To date, the causes of sarcoidosis (Besnier-Boeck-Schaumann disease) are not clearly identified. Different factors could come into play and explain the appearance of this systemic inflammatory disease, characterized by the formation of granulomas in different organs.
Genetic factors may be a possible cause of sarcoidosis: in 1 out of 50 cases, several members of the same family are affected by the disease. In addition, some genetic mutations increase the risk of developing sarcoidosis.
Ethnic and geographical factors
Highly variable incidences across countries and ethnic groups indicate that geographic and ethnic factors also play a role in the occurrence of sarcoidosis. For example, the disease is more prevalent in some populations (eg Black-African Americans) and in some countries (eg Sweden or Iceland).

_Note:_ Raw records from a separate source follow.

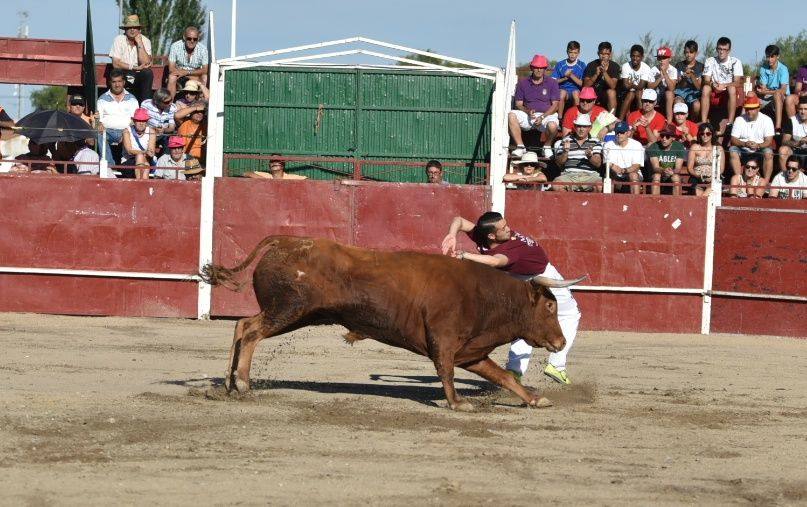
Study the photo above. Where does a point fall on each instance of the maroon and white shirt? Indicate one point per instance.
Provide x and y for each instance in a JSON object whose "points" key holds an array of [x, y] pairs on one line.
{"points": [[524, 255]]}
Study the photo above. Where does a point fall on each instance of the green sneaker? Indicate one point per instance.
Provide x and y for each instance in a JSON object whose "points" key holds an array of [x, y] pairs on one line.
{"points": [[516, 375], [557, 375]]}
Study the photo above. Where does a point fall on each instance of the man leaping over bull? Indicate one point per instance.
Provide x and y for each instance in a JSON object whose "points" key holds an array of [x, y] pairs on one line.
{"points": [[522, 257]]}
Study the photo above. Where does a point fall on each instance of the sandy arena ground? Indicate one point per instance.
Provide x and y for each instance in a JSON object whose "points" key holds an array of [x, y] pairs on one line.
{"points": [[130, 411]]}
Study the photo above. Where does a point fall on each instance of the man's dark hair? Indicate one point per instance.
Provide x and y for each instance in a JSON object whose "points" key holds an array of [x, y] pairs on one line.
{"points": [[116, 73], [486, 224], [434, 163]]}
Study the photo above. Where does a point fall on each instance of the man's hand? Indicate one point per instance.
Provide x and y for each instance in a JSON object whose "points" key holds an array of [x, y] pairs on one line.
{"points": [[449, 246]]}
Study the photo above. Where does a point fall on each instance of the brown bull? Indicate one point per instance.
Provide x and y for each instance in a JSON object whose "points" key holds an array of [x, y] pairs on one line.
{"points": [[452, 311]]}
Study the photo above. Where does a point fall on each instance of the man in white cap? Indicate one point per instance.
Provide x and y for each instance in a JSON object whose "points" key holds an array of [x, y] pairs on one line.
{"points": [[647, 122], [131, 52], [686, 130], [580, 156]]}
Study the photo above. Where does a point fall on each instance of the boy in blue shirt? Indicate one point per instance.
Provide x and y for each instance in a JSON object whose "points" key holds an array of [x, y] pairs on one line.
{"points": [[773, 84], [569, 75]]}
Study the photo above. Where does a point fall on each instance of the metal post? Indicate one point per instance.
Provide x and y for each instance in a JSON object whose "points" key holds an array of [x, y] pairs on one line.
{"points": [[233, 23], [713, 202]]}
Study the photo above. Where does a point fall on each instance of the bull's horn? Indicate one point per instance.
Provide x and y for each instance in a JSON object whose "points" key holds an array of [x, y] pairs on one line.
{"points": [[556, 284]]}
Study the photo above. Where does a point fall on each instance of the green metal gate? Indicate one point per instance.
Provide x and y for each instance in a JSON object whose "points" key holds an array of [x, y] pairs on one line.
{"points": [[406, 116]]}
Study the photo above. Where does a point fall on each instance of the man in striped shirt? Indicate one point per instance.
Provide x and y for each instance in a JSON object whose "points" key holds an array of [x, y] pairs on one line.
{"points": [[580, 156]]}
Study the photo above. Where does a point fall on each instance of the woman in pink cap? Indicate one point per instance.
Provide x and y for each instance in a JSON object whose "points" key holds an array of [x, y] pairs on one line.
{"points": [[139, 144]]}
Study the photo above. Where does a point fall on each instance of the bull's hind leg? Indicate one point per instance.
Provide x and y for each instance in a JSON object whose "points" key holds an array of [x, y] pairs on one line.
{"points": [[248, 332], [492, 372]]}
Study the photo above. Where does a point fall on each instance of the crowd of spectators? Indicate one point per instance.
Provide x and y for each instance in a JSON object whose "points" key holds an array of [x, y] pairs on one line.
{"points": [[657, 128]]}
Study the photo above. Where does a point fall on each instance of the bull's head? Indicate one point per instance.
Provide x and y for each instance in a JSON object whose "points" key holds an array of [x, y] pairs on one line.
{"points": [[547, 332]]}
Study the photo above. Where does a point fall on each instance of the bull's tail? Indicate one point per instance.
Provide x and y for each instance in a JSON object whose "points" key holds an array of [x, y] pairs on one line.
{"points": [[232, 278]]}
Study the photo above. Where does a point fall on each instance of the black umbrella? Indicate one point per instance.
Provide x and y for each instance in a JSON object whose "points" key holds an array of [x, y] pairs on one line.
{"points": [[52, 126]]}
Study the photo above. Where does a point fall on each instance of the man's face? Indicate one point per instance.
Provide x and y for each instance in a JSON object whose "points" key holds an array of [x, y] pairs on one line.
{"points": [[538, 72], [434, 174], [792, 171], [131, 33], [502, 232], [191, 38], [176, 153], [116, 85], [581, 131]]}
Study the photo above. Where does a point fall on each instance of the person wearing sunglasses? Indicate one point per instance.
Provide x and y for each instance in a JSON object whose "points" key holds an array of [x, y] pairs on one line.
{"points": [[187, 59], [750, 183], [792, 176], [699, 162]]}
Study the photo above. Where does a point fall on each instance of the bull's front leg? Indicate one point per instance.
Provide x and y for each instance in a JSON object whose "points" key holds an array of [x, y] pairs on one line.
{"points": [[443, 359], [493, 373]]}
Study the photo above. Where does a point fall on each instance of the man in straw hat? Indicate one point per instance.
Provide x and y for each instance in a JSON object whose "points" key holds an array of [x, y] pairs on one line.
{"points": [[131, 52]]}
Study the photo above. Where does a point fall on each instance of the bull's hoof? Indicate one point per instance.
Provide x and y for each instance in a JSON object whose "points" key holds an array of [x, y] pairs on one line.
{"points": [[241, 385], [540, 402], [463, 406]]}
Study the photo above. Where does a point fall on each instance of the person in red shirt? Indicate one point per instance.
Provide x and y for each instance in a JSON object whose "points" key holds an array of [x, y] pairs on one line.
{"points": [[647, 122], [686, 131], [522, 257], [587, 106]]}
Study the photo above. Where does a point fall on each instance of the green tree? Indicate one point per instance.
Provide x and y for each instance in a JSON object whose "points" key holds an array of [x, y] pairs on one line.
{"points": [[49, 97], [164, 21]]}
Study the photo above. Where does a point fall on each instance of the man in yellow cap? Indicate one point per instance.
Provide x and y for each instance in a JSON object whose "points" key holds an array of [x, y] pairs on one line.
{"points": [[131, 52]]}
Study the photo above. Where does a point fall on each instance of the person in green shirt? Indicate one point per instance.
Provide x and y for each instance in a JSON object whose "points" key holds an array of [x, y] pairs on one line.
{"points": [[666, 160]]}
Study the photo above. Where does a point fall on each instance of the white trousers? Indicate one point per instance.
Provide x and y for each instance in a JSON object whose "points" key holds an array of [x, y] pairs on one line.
{"points": [[518, 359]]}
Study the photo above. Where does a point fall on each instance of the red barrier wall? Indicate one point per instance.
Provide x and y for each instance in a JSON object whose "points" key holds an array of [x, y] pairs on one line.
{"points": [[621, 240], [390, 216], [760, 252], [88, 223]]}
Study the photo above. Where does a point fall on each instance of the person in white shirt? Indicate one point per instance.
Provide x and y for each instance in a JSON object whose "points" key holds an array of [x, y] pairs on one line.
{"points": [[176, 158], [791, 176], [626, 158], [721, 74], [131, 53], [663, 78], [794, 134], [752, 134], [635, 75], [115, 110]]}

Toxic substances absorbed by the respiratory route
As in 90% of cases, sarcoidosis has pulmonary involvement (pulmonary sarcoidosis), a possible cause of the disease is the inhalation of "toxic" substances by the lungs. Some scientists assume that these inhaled substances activate the immune system, causing the appearance of granulomas typical of sarcoidosis.
The lungs can be affected from the beginning of the onset of the disease, but also as it evolves.
It has not yet been established which inhalants could be responsible for sarcoidosis. But different triggers could be involved, such as: chemicals, fine particles, bacteria, viruses, allergenic substances.